Amos then countered that a drug bust had recently been made at the attorney's rental housing.
Well, said the landlord, a liberal attorney in town, that was a visitor. I can't be responsible for everyone who comes into the building, he said.
There was also a tale of another resident taking after a man with a knife but the lawyer/landlord had an excuse for that, too.
Further irony
This e-mail was sent to West District Police Captain Jay Lengfeld earlier Tuesday:
I grew up in the meadowood and orchard ridge neighborhoods. I am now 36, married with 3 kids.
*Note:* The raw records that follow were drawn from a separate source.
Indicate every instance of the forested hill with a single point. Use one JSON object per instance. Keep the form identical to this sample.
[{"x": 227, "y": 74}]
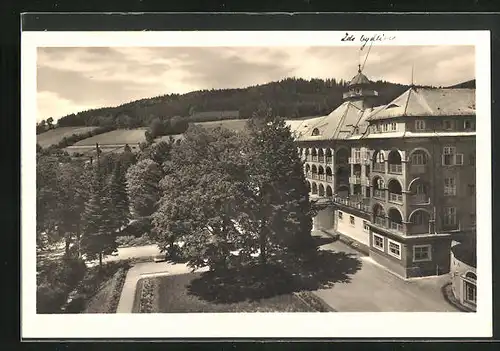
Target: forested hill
[{"x": 290, "y": 98}]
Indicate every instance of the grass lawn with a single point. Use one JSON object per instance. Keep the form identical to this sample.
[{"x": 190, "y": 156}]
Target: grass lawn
[{"x": 174, "y": 297}]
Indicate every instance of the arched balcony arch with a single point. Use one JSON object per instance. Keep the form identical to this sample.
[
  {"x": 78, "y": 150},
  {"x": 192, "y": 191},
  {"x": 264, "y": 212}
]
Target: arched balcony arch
[
  {"x": 378, "y": 185},
  {"x": 395, "y": 219},
  {"x": 329, "y": 175},
  {"x": 379, "y": 217},
  {"x": 321, "y": 190},
  {"x": 341, "y": 156},
  {"x": 378, "y": 161},
  {"x": 395, "y": 162},
  {"x": 419, "y": 190},
  {"x": 329, "y": 191},
  {"x": 395, "y": 191},
  {"x": 419, "y": 221},
  {"x": 419, "y": 159},
  {"x": 314, "y": 188}
]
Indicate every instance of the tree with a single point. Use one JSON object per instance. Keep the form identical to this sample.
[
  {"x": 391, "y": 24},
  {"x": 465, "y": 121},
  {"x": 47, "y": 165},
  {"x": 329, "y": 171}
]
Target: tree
[
  {"x": 98, "y": 238},
  {"x": 143, "y": 187},
  {"x": 278, "y": 207},
  {"x": 117, "y": 192},
  {"x": 201, "y": 199}
]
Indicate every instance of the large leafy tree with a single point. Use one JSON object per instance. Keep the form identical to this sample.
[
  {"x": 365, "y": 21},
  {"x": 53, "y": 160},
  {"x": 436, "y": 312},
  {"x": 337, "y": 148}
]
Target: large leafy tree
[
  {"x": 202, "y": 197},
  {"x": 143, "y": 187},
  {"x": 98, "y": 238},
  {"x": 278, "y": 206}
]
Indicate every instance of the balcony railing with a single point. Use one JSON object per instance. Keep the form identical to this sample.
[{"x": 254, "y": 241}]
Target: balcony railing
[
  {"x": 355, "y": 180},
  {"x": 358, "y": 203},
  {"x": 419, "y": 199},
  {"x": 379, "y": 194},
  {"x": 418, "y": 169},
  {"x": 380, "y": 221},
  {"x": 393, "y": 197},
  {"x": 396, "y": 168},
  {"x": 395, "y": 226},
  {"x": 379, "y": 167}
]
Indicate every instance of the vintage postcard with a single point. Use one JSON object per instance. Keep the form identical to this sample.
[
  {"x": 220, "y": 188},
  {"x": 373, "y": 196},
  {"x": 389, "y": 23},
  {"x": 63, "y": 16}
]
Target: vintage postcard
[{"x": 256, "y": 184}]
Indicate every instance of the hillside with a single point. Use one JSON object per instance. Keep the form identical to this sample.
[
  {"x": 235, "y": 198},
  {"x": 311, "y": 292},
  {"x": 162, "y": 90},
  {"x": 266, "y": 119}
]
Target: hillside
[{"x": 290, "y": 98}]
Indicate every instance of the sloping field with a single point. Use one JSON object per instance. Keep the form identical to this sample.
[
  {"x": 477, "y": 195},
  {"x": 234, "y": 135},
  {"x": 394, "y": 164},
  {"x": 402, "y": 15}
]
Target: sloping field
[
  {"x": 115, "y": 137},
  {"x": 231, "y": 124},
  {"x": 54, "y": 136}
]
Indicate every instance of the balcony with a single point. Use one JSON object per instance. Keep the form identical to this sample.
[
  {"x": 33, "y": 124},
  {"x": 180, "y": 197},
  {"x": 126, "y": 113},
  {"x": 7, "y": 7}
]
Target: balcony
[
  {"x": 398, "y": 198},
  {"x": 355, "y": 180},
  {"x": 379, "y": 194},
  {"x": 379, "y": 167},
  {"x": 396, "y": 168},
  {"x": 418, "y": 169},
  {"x": 380, "y": 221},
  {"x": 420, "y": 199},
  {"x": 395, "y": 226}
]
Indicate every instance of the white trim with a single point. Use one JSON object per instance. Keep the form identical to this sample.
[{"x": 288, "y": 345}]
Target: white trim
[
  {"x": 429, "y": 246},
  {"x": 373, "y": 242},
  {"x": 389, "y": 242}
]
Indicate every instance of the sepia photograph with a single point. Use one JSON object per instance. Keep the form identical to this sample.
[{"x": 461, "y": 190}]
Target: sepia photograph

My children go to Orchard ridge elementary, we belong to Ridgewood pool, play neighborhood baseball, soccer, and visit the meadowood library. I was so excited to move to this neighborhood and raise my kids here. But soon after I moved here I was hearing negative thing about the schools and the neighborhood and meeting families that wanted to "get out." I am frustrated with the frequent episodes of violence. I was disgusted when I read the paper today and found that Capt. Jay Lengfeld's approach to this increase in gun violence is to "hope" it goes away. I always say that I am staying, that I won't be scared off, but if my children are not safe, how can I stay. How bad does it have to get before this city and the MPD takes this seriously. There should be no tolerance, especially when these crimes are committed so close to schools.
Captain Lengfeld responded in mid-afternoon Tuesday, before the latest homicide shooting:
From: Jlengfeld@cityofmadison.com
To: XXXX
Date: Tue, 9 Jun 2009 14:33:40 -0500
Subject: FW: Contact City of Madison Police Department
XXXX,
I find it interesting that a few people have taken that statement and turned it a strategy. I would "hope" everybody in Madison would want the shootings to stop. Your question should be what are you doing to stop the shootings? The answer to this question can be found on Madison.com, where you can see and hear the whole press conference. The article that you read in the paper came from someone who did not even attend the press conference. I will save you a little time and tell you that we have 8-9 detectives, ATF, US Marshals, FBI, Gang Task, Crime Lab, and MPD field staff working these cases. I am very comfortable in our response to these shootings and I am confident we will make arrests in the future. But in the mean time I am hopeful we not have any more shooting and I think you hope you will never have one in your neighborhood.